Instead, make your decision on culture, school location, and long term location. Brown is known to be very peculiar. If that’s your vibe—go for it. Also, NU is in the Midwest and has brutal winters and your network will likely be more Midwest concentrated. It’s not to say you can’t go somewhere else, but if you don’t plan on being in the Midwest and know you want to go to the east coast, Brown might leave you with more friends in NYC post college. Do a visit to both or just look up the general reps of each school. Brown has a autistic kinda hippy vibe, NU has a slight big ten and Midwestern vibe. Evanston versus providence are very different locations. Clubs and major strengths are likely different at both as well—if you plan to go join musical type clubs NU will be way better than brown.
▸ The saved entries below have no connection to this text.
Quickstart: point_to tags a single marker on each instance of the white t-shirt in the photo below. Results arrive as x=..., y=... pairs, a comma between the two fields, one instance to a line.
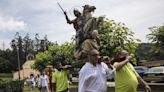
x=94, y=78
x=43, y=81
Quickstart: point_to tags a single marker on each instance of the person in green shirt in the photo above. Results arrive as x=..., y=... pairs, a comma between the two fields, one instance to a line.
x=126, y=78
x=60, y=78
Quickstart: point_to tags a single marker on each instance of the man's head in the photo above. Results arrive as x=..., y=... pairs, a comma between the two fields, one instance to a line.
x=93, y=56
x=122, y=55
x=95, y=34
x=76, y=12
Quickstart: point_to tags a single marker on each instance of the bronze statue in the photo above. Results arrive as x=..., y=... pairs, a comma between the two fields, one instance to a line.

If you don’t get an IB offer, it won’t be due to school choice it will be because you aren’t able to get a 3.8 GPA and come across well over the phone and/or email.

 

The days of cold applying are over—competitive positions get thousands of applications. Can it work and do some places run processes that cold applying can work and where networking is less emphasized? For sure. But the reality is most top banks are getting hundreds of 3.7+ applicants and all resumes look the same—sure you are president of a finance club at a top university with a high gpa and test score, but so is everyone else. Also, for many of these places there might by dozens of people applying from your same institution with excellent resumes, so no, you can’t really cold apply to competitive positions. They are competitive.

Separately, on-campus interviews are over rated and it wouldn’t surprise me if they fizzle out in the future minus diversity recruitment. Put another way, students seem to think just because a bank has tons of people from like Dartmouth that if your resume says duke it will end up in the trash. In reality, most people don’t really care what school kids come from as long as their resume connects in some way and makes them want to take a networking call. For example, I was just as likely to take a call from someone from my college as I was for someone that listed interests or roles that resonated with me or that I found interesting. Post college, people care more about competence and someone coming from duke versus uchicago versus wash u versus Michigan versus brown versus Cornell all are kinda the same thing. There’s a bit of a tougher bias for schools that aren’t “top 10/20” schools though.